Additionally, with how ubiquitous AI is nowadays it's often easy to forget how complicated softwares can be to implement together. We ran into a major error with deprecated libraries, causing us to have to use an older version of Python in addition to purchasing compute on Google Colab to get the model working in the first place. This issue left us with a new appreciation to how thankless the job of being an upkeeper of used packages
Our challenges were not only virtual limitations, but also physical ones. One of our team members could not access wifi for the whole event, leading to friction with intergrating their work with the rest of the team's. This lead to re-assignment of tasks to different members, causing our team to have to push themselves out of their comfort zones to learn something new.
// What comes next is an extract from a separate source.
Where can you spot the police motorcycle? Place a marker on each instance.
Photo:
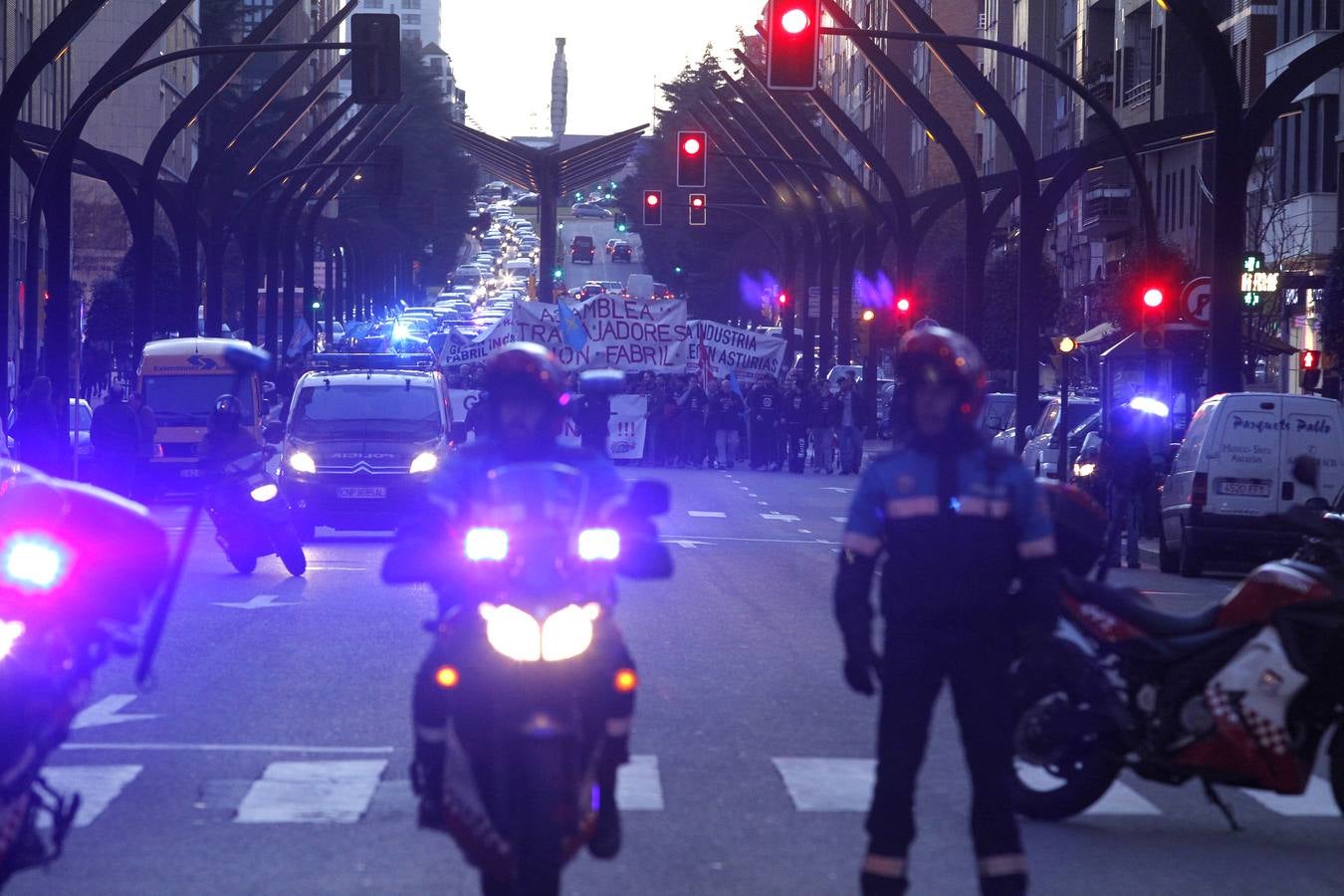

Accomplishments that we're proud of 🎉
We’re really proud of the design, which successfully achieves a minimalist and modern vibe.
We're happy about getting diffusion to work and actually being able to generate images based on our prompts (at least at the notebook level), this being the first time doing any work with diffusion (or with ML and AI of this type)
What we learned 📚
Many of us weren't great at design, but through collaboration with other teammates we learnt a lot into what makes good design, especially in the modern age.
What's next for FittingRoom 🔮
Most consumers don't purchase clothes soley by how they look behind a white background, but instead how they look on models. That poses an issue to our program as it's unable to recognize clothes on other people. We plan to solve this by creating an AI to recognzie clothes worn by people in photos and output a image of the plain clothes. If not enough information is provided by a singular photo, users can supplement the rest with context-filling (like in Adobe) or use multiple photos.
Additionally, it's often hard to find similarly like-minded people with the same unique style. FittingRoom will implement a system where you can find people with similar taste in clothing, giving you recommendations based off what others have tried on and enjoyed with similar styles as you (similar to the Spotify recommendation system).